[219]. See Bernays, Theophrastos’ Schrift über Frömmigkeit. Porphyry’s tract, Περὶ ἀποχῆς ἐμψύχων, was doubtless saved from the general destruction of his writings by its conformity to the ascetic tendencies of the age. Even St. Jerome made constant use of it in his polemic against Iovianus, though he is careful not to mention Porphyry’s name (Theophr. Schr. n. 2). The tract is addressed to Castricius Firmus, the disciple and friend of Plotinos, who had fallen away from the strict vegetarianism of the Pythagoreans.

[220]. The passage occurs De Abst. p. 58, 25 Nauck: ἱστοροῦσι δέ τινες καὶ αὐτοὺς ἅπτεσθαι τῶν ἐμψύχων τοὺς Πυθαγορείους, ὅτε θύοιεν θεοῖς. The part of the work from which this is taken comes from one Clodius, on whom see Bernay, Theophr. Schr. p. 11. He was probably the rhetorician Sextus Clodius, and a contemporary of Cicero. Bernays has shown that he made use of the work of Herakleides of Pontos (ib. n. 19). On “mystic sacrifice” generally, see Robertson Smith, Rel. Sem. i. p. 276.

[221]. Porphyry (V. Pyth. c 15) has preserved a tradition to the effect that Pythagoras recommended a flesh diet for athletes (Milo?). This story must have originated at the same time as those related by Aristoxenos, and in a similar way. In fact, Bernays has shown that it comes from Herakleides of Pontos (Theophr. Schr. n. 8). Iamblichos (V. Pyth. 5. 25) and others (Diog. viii. 13, 47) got out of this by supposing it referred to a gymnast of the same name. We see here very distinctly how the Neoplatonists for their own ends endeavoured to go back to the original form of the Pythagorean legend, and to explain away the fourth century reconstruction.

[222]. For these see Diels, Vors. pp. 282 sqq.

[223]. There is an excellent collection of Ἀκούσματα καὶ σύμβολα in Diels, Vors. pp. 279 sqq., where the authorities will be found.
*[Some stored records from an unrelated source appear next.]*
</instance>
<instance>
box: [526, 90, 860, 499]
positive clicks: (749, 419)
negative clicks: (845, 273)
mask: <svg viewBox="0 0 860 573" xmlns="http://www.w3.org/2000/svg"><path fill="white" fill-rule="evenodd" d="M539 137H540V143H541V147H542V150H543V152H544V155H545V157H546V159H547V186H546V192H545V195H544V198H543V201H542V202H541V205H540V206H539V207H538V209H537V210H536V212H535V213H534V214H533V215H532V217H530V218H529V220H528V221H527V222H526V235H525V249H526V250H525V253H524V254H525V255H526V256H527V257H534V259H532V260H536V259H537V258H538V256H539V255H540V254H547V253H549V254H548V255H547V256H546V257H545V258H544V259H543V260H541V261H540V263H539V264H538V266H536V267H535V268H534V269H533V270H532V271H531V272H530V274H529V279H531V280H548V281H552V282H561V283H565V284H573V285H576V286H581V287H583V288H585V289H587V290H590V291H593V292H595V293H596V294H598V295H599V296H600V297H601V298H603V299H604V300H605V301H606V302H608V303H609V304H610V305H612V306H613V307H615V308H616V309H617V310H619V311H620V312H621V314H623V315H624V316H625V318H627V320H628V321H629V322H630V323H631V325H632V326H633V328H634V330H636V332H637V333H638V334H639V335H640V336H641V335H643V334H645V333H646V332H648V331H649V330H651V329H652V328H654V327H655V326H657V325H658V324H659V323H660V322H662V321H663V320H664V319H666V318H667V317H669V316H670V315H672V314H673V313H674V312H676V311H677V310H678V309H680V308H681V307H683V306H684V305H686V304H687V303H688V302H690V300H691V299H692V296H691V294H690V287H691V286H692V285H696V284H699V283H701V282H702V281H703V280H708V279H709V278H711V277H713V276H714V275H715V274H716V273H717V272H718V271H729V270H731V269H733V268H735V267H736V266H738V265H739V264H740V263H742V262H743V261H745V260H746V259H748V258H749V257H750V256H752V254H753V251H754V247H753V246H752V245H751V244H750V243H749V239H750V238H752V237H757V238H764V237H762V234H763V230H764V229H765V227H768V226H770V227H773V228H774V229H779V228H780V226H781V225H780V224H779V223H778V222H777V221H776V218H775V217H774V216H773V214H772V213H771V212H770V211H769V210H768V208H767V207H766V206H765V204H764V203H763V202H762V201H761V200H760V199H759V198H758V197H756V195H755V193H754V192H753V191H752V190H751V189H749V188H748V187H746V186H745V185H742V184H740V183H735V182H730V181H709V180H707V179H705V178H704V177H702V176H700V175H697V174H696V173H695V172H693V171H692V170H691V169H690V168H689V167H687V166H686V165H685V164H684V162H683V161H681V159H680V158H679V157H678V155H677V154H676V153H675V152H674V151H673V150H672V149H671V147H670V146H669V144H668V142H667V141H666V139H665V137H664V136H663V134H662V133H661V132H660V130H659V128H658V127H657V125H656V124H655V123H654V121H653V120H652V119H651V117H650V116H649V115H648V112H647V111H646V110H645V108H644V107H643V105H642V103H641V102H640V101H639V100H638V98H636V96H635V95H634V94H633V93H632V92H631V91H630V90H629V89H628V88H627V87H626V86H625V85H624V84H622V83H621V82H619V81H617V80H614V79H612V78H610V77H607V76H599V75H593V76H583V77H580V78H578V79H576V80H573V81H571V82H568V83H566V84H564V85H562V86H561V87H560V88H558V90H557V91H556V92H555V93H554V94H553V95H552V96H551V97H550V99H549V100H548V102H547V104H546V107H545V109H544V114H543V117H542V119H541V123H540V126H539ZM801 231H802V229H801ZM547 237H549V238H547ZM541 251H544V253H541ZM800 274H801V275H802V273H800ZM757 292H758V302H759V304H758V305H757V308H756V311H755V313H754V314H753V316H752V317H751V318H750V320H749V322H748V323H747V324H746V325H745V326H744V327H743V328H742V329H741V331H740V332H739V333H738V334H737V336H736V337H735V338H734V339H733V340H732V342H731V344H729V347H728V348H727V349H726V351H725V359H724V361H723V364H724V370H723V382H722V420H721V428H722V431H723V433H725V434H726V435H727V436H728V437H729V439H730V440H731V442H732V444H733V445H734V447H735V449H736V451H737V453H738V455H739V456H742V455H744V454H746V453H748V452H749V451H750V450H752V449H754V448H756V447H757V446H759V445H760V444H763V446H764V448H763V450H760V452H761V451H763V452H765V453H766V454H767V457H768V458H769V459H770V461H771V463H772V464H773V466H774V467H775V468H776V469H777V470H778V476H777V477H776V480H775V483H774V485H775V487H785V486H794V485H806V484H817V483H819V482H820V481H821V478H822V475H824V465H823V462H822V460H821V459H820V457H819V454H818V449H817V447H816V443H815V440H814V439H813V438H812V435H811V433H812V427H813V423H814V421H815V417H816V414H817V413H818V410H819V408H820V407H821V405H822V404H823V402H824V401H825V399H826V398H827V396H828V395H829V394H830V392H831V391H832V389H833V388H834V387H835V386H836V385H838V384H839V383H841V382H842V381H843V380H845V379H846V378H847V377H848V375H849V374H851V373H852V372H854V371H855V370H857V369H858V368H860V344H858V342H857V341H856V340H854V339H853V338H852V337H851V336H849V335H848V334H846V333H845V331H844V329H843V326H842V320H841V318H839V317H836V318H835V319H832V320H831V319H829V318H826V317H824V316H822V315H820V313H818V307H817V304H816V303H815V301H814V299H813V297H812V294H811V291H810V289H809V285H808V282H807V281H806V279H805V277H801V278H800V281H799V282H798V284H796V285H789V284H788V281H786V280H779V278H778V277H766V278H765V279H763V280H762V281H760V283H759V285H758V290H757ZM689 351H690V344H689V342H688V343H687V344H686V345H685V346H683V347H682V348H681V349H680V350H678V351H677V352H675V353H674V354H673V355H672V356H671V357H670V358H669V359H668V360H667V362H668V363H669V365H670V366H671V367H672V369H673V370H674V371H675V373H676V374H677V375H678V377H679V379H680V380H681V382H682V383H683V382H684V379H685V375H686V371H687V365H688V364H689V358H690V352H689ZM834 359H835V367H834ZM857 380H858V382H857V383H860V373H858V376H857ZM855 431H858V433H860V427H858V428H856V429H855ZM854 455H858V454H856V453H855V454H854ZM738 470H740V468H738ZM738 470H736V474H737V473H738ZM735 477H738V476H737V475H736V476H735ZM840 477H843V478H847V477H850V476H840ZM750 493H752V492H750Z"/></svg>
It is impossible to discuss these in detail here, but students of folklore will see at once to what order of ideas they belong.

[224]. Herakl. fr. [17] (R. P. 31 a). The word ἱστορίη is in itself quite general. What it chiefly means here we see from a valuable notice preserved by Iamblichos, V. Pyth. 89, ἐκαλεῖτο δὲ ἡ γεωμετρία πρὸς Πυθαγόρου ἱστορία. Tannery’s interpretation of this statement is based on a misunderstanding, and need not be discussed here.

[225]. Herod. iv. 95.

[226]. Arist. Περὶ τῶν Πυθαγορείων, fr. 186, 1510 a 39, Πυθαγόρας Μνησάρχου υἱὸς τὸ μὲν πρῶτον διεπονεῖτο περὶ τὰ μαθήματα καὶ τοὺς ἀριθμούς, ὕστερον δέ ποτε καὶ τῆς Φερεκύδου τερατοποιΐας οὐκ ἀπέστη.

[227]. Its immediate source is to be found in Plato, Laws, 790 d 2 sqq., where the Korybantic rites are adduced as an instance. For a full account see Rohde, Psyche, p. 336, n. 2.

[228]. Plato gives this as the Pythagorean view in Phd. 62 b, for the interpretation of which cf. Espinas in Arch. viii. pp. 449 sqq. Plato distinctly implies that it was not merely the theory of Philolaos, but something older.